Today Mara is sixteen. Where has the time gone? I've missed these last few precious years of her life. But in her card I wrote this, from Psalm 16:
"You will fill me with joy in your presence."
"All's grace," I read in a new book. Injustice? Selfish moments? Illness? All's grace, and we can
always give thanks, because the ingratitude was the Fall and our God redeems all and if only we have eyes to see. And if your eyes are bad, get some glasses, or the Word of God. If that doesn't work, it might just take time. Hindsight is twenty-twenty and Moses saw God's back after he had passed by.
I feel oppressed, lying in this prison bed. Door closed, life of my child noisily fleeting outside. I carried him and I still carry him in my heart yet I can't get to him. Didn't Christ come to free captives from dark rooms? Is oppression just an illusion? Or maybe it is a window. Look through the glass and see the grace behind this dark. Somewhere...
How to wait patiently in dark pain, wait for relief, world waiting outside,
and instead count gifts... I stare at the light on the floor, tiny patch under curtain. Fan blades above that look like wings. I count gifts. Because God is always present and always there is joy in his presence.
Soft bed
Silence
Room-darkening curtains
Time to pray
Yes, all these gifts. Grace is here. But these I've already counted, before and before and before. What else is here in this small room without pictures or decorations? I pray for owl eyes, to see in the dark.

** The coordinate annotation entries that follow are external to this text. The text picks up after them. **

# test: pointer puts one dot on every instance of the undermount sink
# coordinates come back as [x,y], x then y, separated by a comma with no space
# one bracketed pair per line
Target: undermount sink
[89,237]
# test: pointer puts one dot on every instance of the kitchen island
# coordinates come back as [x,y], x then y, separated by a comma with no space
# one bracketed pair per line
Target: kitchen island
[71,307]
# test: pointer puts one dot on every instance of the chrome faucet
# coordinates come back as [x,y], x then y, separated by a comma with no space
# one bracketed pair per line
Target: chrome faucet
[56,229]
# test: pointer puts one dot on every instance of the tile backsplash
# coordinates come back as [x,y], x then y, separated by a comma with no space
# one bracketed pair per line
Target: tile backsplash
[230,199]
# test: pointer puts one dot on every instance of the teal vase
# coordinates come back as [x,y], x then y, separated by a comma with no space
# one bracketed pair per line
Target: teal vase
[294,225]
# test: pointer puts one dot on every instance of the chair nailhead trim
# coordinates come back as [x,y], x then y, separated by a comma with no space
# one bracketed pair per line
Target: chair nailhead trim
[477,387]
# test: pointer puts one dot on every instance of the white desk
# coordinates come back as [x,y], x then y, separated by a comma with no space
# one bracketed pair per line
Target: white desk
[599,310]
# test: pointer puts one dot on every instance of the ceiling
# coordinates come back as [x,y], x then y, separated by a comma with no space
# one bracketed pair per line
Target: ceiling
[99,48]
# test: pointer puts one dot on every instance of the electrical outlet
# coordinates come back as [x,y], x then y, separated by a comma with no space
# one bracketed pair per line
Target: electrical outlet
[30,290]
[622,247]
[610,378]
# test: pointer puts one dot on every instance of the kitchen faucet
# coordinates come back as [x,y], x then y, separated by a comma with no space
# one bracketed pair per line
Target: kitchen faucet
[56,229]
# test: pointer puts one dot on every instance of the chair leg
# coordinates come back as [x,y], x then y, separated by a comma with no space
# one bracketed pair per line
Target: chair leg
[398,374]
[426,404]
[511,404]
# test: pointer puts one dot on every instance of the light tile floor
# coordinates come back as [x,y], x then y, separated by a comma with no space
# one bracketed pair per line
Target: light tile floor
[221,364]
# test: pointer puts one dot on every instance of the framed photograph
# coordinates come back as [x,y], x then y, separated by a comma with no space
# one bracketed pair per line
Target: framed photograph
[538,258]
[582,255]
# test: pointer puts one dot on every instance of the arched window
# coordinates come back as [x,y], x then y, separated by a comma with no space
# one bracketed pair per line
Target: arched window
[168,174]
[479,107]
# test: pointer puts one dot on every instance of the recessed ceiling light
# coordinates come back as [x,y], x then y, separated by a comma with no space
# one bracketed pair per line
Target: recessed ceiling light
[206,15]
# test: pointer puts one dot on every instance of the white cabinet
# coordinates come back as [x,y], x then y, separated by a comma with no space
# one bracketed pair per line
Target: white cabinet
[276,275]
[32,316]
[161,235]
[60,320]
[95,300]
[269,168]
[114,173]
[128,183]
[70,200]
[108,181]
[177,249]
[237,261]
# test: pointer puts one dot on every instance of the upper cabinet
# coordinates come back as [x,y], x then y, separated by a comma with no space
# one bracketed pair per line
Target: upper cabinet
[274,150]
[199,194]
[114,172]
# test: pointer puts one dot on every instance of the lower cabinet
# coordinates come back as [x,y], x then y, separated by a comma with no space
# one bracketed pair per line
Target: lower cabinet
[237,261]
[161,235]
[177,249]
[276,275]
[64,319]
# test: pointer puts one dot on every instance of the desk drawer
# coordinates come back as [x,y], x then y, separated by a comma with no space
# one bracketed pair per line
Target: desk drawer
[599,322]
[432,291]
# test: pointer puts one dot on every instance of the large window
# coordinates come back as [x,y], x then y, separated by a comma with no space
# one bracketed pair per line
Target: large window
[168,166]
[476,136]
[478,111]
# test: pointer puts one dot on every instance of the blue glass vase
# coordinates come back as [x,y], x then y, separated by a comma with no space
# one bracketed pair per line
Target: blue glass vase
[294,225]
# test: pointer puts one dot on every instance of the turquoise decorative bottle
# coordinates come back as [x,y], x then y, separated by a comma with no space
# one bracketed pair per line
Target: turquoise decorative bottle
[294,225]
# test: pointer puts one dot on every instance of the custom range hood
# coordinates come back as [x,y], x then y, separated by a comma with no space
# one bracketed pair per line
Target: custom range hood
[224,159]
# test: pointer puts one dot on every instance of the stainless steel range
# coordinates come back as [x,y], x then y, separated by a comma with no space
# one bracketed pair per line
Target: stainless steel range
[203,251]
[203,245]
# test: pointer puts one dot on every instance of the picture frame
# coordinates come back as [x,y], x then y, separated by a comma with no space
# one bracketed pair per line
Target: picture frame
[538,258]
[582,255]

Which is worse, to be chronic or to be terminal? Every person who is chronic will ask this question. When it goes on and on and on, you wonder when there will be an end. And then you end up wondering if there will ever be an end, and maybe it won't get better until the ultimate end, death itself. When you are chronic, you can be thankful you are still here to see snippets of their growing up. To give them as much as possible. But when you are terminal, your comfort is in knowing the pain is winding down, ending for both of you.
It doesn't matter, she says. Either way, the end is coming for all of us. The bigger question is, How will I spend these waking moments in between?

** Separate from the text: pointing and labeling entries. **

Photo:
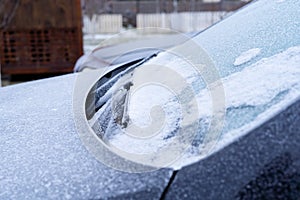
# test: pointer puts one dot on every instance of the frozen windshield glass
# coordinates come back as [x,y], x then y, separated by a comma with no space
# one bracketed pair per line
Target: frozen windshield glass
[257,56]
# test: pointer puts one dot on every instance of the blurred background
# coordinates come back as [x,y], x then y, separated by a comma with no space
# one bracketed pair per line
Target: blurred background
[45,38]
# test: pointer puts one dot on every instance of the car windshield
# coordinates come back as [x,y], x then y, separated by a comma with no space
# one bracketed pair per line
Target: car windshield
[254,58]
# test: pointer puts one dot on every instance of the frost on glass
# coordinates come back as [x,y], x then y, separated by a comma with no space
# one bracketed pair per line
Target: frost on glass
[259,62]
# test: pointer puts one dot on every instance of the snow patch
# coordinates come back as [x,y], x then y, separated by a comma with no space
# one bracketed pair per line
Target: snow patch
[246,56]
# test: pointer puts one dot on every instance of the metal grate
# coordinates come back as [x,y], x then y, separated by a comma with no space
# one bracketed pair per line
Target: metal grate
[39,50]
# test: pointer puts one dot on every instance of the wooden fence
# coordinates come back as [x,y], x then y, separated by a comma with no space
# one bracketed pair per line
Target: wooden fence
[183,21]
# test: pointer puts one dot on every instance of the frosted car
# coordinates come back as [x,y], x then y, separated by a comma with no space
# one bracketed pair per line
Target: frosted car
[216,117]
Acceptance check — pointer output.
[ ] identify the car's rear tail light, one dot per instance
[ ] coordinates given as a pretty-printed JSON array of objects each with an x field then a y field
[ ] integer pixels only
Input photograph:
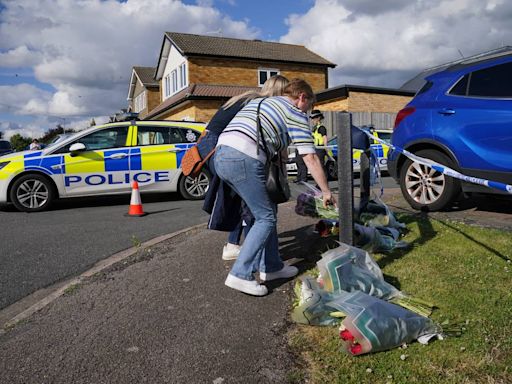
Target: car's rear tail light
[{"x": 402, "y": 114}]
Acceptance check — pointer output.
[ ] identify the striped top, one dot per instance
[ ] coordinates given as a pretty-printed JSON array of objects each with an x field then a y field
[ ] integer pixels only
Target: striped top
[{"x": 282, "y": 124}]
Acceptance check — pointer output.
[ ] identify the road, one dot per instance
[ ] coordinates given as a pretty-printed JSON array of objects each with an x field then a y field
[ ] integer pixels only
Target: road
[{"x": 40, "y": 249}]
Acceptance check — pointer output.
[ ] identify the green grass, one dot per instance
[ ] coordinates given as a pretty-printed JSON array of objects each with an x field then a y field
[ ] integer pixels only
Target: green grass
[{"x": 466, "y": 272}]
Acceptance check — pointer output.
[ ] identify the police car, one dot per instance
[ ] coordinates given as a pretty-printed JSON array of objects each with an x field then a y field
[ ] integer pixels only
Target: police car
[{"x": 104, "y": 160}]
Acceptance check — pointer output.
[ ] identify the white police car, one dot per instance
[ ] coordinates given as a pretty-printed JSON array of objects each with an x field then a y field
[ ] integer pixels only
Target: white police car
[{"x": 103, "y": 160}]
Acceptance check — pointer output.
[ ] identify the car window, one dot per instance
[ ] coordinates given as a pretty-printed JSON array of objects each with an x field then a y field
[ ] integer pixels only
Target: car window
[
  {"x": 107, "y": 138},
  {"x": 155, "y": 135},
  {"x": 386, "y": 136},
  {"x": 190, "y": 135},
  {"x": 461, "y": 87},
  {"x": 492, "y": 82},
  {"x": 425, "y": 87}
]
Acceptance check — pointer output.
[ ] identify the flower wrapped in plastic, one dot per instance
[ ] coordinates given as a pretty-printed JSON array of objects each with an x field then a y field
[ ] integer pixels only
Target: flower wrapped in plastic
[
  {"x": 377, "y": 239},
  {"x": 328, "y": 227},
  {"x": 373, "y": 325},
  {"x": 349, "y": 269},
  {"x": 311, "y": 307},
  {"x": 375, "y": 213},
  {"x": 310, "y": 203}
]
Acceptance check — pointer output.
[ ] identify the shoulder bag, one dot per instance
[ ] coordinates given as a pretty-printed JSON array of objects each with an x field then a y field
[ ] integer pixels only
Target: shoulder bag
[{"x": 276, "y": 180}]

Our red fitted sheet grew a long hole in it. It wore thin and tore. I teased Shane that it tore because he is large and always destroys things. But we both know how much time I have spent in this bed the last few years.
Bible study basics, getting out of the comfort zone or slowing life down or realizing the need for God – those are no-brainers now. Just normal life. What I
need is the ability to stand long enough to do the dishes. Or to get my son a snack. To
live. To stand at the window and take in light and movement. Freedom to listen to a neighbor's starting car engine would sound like heavenly praise to me, fill my cup.

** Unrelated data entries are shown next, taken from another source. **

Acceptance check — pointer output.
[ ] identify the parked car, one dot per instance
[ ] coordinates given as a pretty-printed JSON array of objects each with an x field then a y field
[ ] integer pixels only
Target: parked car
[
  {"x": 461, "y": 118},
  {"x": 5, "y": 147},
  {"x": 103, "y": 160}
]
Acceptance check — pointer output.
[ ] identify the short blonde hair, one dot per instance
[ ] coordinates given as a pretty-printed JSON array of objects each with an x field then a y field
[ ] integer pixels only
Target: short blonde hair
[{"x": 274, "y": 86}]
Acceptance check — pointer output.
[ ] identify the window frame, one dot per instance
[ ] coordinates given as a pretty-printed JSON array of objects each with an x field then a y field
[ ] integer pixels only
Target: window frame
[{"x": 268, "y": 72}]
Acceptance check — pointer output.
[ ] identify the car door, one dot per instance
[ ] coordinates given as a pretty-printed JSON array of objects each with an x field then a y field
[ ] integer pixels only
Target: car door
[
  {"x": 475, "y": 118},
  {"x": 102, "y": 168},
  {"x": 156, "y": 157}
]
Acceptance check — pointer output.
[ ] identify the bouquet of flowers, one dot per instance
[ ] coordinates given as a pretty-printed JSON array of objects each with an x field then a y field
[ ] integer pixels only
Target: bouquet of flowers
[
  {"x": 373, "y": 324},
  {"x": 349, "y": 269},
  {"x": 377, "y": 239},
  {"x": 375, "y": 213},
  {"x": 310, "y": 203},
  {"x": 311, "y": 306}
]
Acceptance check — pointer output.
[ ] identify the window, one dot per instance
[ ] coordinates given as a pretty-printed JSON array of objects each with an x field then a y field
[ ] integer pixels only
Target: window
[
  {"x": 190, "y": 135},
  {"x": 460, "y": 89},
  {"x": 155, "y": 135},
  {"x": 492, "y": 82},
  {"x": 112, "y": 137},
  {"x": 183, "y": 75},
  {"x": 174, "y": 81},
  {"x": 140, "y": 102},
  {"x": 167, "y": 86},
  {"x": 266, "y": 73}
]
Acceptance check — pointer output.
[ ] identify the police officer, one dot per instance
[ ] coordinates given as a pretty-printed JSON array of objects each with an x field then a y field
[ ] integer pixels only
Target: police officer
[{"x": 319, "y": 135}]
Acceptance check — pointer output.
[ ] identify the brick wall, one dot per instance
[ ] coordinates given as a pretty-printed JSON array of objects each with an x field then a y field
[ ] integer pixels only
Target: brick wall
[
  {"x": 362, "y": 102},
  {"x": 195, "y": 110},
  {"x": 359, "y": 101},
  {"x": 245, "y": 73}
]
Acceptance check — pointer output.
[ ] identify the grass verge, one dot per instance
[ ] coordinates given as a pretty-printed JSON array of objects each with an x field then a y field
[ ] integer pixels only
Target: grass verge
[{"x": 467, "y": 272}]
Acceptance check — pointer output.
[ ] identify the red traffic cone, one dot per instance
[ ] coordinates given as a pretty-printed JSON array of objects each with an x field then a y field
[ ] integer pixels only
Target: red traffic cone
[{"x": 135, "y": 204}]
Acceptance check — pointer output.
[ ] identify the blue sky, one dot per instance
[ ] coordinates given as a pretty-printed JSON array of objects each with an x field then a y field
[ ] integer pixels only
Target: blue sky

To always end up in the bed, days on end, life stops. Death seems near. Hope seems distant. But, I learn, the only thing I really need to be fully alive is this: Gratitude. Can I have that here? I practice.
Heavy new sheets
How do you continue naming moments – original ones – from solitary confinement? When all you can do is sleep through the late twenties, or lie awake in the dark, hours upon hours. How to hunt for God in dreams? What is there to see in the dark?
Even here,
the joy is even here, even now. I confess, I would like to see these grace moments, here. It would be so much better than praying, hoping, wishing for that imminent, ominous healing miracle minute after empty minute. Seeing any kind of
God-gift now has become more needful than revealing yet one more cause for repentance.
Dark, and quiet, and pain. They are enough? We can learn and glean from them, yes. But how long, O Lord? How long in the dark? How long until I can see beauty again?
It won't be
too long until the next gift. An hour more in the dark? A day? Joy will bust through that door and trounce to the bedside and say, "Hi, Mommy!"
The Mailman will call from route seven with his 742nd "Hang in there, honey. I'll be praying for you. I'll try to get done as soon as I can. I love you."
His voice
Little one's eyes
Gifts. There is always a gift, and gratitude precedes the joy, and joy keeps me alive.
Mom sends a text from downstairs: "You need to tell me how much longer you need me to stay."
She needs to get home to make her cherry dessert for dinner club. I don't answer. I don't know how. There is a hidden joy in this moment in the dark.
Please, Lord, let me see it.
Mom here
Healthy child
I am only beginning this business of counting blessings. And I'm beginning in the dark. But maybe with practice, God will shed more light, and I will learn to count higher.